The commonest problem is redness of the vulva.
In infants, this is often due to a nappy rash due to
ammoniacal dermatitis. Less often, the vulvovaginitis is
infective, occasionally with Candida infection (More common when waring diapers or being immunodeficient).

24
Q

Vaginal discharge

&

Foreign bodies

A

Vaginal
discharge is common, and is usually innocuous unless
it is green or offensive when it may indicate infection.
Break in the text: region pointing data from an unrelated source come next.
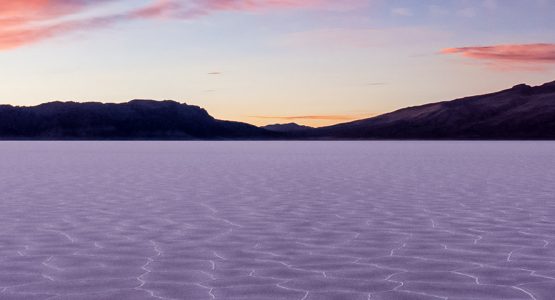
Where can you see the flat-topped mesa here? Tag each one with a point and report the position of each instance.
(137, 119)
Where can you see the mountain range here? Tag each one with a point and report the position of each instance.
(521, 112)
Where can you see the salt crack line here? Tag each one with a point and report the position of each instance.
(525, 291)
(67, 236)
(210, 290)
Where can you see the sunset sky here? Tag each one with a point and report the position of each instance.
(313, 62)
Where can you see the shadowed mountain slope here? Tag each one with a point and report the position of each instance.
(137, 119)
(522, 112)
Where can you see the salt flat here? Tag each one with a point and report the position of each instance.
(277, 220)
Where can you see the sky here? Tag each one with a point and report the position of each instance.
(313, 62)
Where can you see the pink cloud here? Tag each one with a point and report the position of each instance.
(25, 22)
(510, 57)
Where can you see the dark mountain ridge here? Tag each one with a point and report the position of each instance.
(137, 119)
(288, 127)
(521, 112)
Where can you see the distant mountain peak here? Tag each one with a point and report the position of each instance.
(287, 127)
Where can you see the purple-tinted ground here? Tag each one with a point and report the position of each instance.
(277, 220)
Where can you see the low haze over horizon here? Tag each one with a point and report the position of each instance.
(313, 62)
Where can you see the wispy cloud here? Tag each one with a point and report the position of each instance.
(510, 57)
(25, 22)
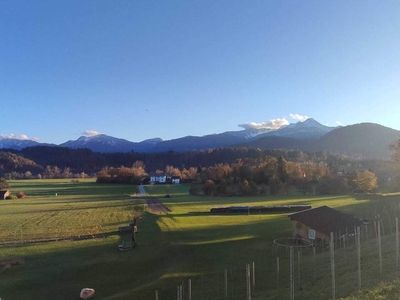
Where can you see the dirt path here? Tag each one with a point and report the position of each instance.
(156, 206)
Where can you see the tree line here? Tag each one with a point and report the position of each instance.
(223, 171)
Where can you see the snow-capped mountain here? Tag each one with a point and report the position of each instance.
(17, 144)
(103, 143)
(301, 130)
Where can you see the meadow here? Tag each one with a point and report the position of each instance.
(186, 243)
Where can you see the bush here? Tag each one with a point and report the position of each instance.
(21, 195)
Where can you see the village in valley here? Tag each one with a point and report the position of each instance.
(200, 150)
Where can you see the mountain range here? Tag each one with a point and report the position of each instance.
(366, 139)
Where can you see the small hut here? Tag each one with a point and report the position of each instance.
(4, 194)
(317, 223)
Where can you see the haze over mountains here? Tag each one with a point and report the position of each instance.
(366, 139)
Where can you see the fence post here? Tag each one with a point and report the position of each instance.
(299, 266)
(315, 264)
(226, 284)
(380, 248)
(332, 250)
(248, 282)
(254, 275)
(359, 256)
(397, 243)
(291, 274)
(189, 289)
(277, 272)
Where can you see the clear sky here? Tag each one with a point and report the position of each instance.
(144, 69)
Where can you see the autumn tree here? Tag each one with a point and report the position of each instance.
(366, 181)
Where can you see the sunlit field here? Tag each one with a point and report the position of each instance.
(186, 243)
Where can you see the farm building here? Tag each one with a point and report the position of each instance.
(175, 179)
(4, 194)
(317, 223)
(158, 178)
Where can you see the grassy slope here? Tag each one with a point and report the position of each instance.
(182, 244)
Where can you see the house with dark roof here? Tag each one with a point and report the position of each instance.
(158, 178)
(4, 194)
(317, 223)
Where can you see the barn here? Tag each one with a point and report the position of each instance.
(316, 224)
(4, 194)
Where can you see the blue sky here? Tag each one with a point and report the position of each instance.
(145, 69)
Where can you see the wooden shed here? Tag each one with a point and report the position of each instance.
(317, 224)
(4, 194)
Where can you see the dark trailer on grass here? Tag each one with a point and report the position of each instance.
(258, 209)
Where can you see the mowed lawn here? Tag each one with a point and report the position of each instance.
(185, 243)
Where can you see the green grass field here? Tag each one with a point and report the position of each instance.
(186, 243)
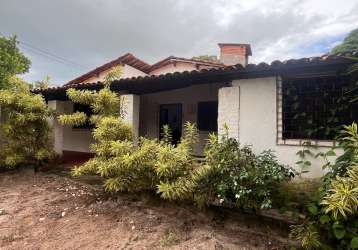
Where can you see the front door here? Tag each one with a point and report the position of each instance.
(171, 114)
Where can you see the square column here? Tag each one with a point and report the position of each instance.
(130, 112)
(228, 111)
(57, 128)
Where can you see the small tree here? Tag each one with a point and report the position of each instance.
(124, 165)
(12, 61)
(349, 44)
(24, 130)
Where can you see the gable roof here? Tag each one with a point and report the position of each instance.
(173, 59)
(128, 59)
(304, 67)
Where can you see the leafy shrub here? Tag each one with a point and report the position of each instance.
(230, 174)
(333, 217)
(176, 165)
(239, 176)
(24, 130)
(124, 165)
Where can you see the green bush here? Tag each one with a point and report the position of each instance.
(24, 130)
(333, 217)
(229, 174)
(239, 176)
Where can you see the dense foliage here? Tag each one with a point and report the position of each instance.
(12, 61)
(333, 217)
(228, 173)
(24, 130)
(236, 175)
(349, 44)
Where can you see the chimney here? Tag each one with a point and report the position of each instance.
(234, 53)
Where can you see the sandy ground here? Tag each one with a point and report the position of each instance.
(50, 211)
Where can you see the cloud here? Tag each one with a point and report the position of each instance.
(90, 33)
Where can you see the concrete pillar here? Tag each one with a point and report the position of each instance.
(57, 129)
(228, 111)
(131, 105)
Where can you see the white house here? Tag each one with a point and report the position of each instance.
(269, 106)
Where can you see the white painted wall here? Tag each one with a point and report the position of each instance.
(75, 139)
(257, 126)
(228, 111)
(131, 106)
(188, 97)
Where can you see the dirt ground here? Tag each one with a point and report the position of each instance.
(51, 211)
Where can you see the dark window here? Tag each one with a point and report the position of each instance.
(316, 108)
(208, 116)
(85, 109)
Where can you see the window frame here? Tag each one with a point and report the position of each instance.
(287, 141)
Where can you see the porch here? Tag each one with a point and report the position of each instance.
(207, 105)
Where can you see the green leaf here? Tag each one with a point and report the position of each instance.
(339, 231)
(331, 153)
(312, 208)
(324, 219)
(354, 243)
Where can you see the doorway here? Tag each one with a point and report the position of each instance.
(171, 115)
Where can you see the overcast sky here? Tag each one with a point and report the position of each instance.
(65, 38)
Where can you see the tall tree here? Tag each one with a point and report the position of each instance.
(349, 44)
(12, 61)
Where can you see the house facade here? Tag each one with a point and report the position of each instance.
(268, 106)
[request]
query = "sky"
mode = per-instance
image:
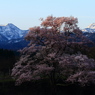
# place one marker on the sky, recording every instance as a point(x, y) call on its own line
point(26, 13)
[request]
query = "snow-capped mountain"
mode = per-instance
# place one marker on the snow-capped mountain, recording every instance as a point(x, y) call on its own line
point(10, 32)
point(11, 37)
point(90, 28)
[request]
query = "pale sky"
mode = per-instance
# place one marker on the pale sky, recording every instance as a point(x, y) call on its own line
point(26, 13)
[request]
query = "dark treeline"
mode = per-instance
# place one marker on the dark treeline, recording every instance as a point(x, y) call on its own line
point(7, 60)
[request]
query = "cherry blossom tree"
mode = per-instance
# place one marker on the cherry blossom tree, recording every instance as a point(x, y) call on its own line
point(50, 54)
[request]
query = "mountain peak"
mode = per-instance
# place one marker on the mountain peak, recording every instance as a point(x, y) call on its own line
point(91, 26)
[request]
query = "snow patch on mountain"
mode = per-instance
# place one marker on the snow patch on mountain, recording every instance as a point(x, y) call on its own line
point(10, 31)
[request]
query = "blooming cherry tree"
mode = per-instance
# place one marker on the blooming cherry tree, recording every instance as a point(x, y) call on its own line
point(50, 54)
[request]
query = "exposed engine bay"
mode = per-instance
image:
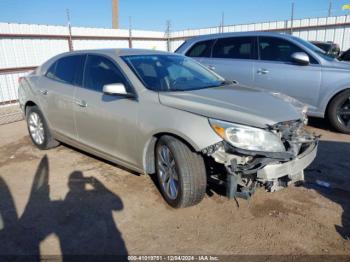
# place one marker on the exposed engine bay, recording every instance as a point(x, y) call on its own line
point(242, 171)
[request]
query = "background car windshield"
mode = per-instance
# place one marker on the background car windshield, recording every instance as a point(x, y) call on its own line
point(171, 73)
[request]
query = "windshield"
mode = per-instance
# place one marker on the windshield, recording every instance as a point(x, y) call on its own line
point(314, 48)
point(172, 72)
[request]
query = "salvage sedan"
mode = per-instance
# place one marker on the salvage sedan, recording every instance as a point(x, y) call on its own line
point(156, 112)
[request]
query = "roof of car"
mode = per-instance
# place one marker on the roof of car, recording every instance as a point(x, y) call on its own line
point(120, 51)
point(251, 33)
Foreign bodies are more often suspected than
found; they are actually rare. The ‘red flag’ symptom
is a bloody vaginal discharge, and needs referral to a
specialist as vaginal rhabdomyosarcoma is a rare but
important cause in preschool girls.

25
Q

Labial adhesions

Characteristic appearance
Treatment

A

Fusion of the labia minora can be a cause of local irritation
in the prepubertal girl. There is usually an adequate
orifice for the passage of urine.

The characteristic
appearance is of superficial fusion of the labia minora
with a translucent (or even slightly bluish) area of flimsy
tissue between the labia. The appearance sometimes
raises parental concern about abnormal vaginal development,
although these conditions are rare.

Unless
the labial adhesion causes significant symptoms, no
specific treatment is required. Topical corticosteroids
or oestrogens can be helpful to lyse the adhesions,
especially if it allows the underlying introital anatomy
to be seen, but readhesion is common. Examination
under anaesthesia, or formal ‘division of adhesions’
should be undertaken only exceptionally because of
the high rate of recurrence.

26
Q

Other conditions

Atresia of vagina
Imperforate Hymen
Acute abdominal pain

A

True obstruction or atresia of the vagina is rare. It may
present with primary amenorrhoea in adolescence. This might co-exist with cyclical abdominal or pelvic
pain representing obstruction to the flow of menses.
Clinical examination usually reveals the cause.

If there
is a bulging introitus that appears blue, the diagnosis
is imperforate hymen – and the treatment is hymenotomy
under anaesthesia. Absence of an imperforate
hymen represents a problem of vaginal septation,
canalization or more complex abnormality with paramesonephric
(Mullerian) duct development, and needs
further imaging (often with MRI) to plan appropriate
management.

In contrast to problems of the testes in boys,
ovarian problems tend to be more difficult to diagnose
because they are intra-abdominal. An ovarian cause
for symptoms should be considered in a girl who
presents with acute abdominal pain (from ovarian cyst
or torsion) or a mass (cyst or tumour).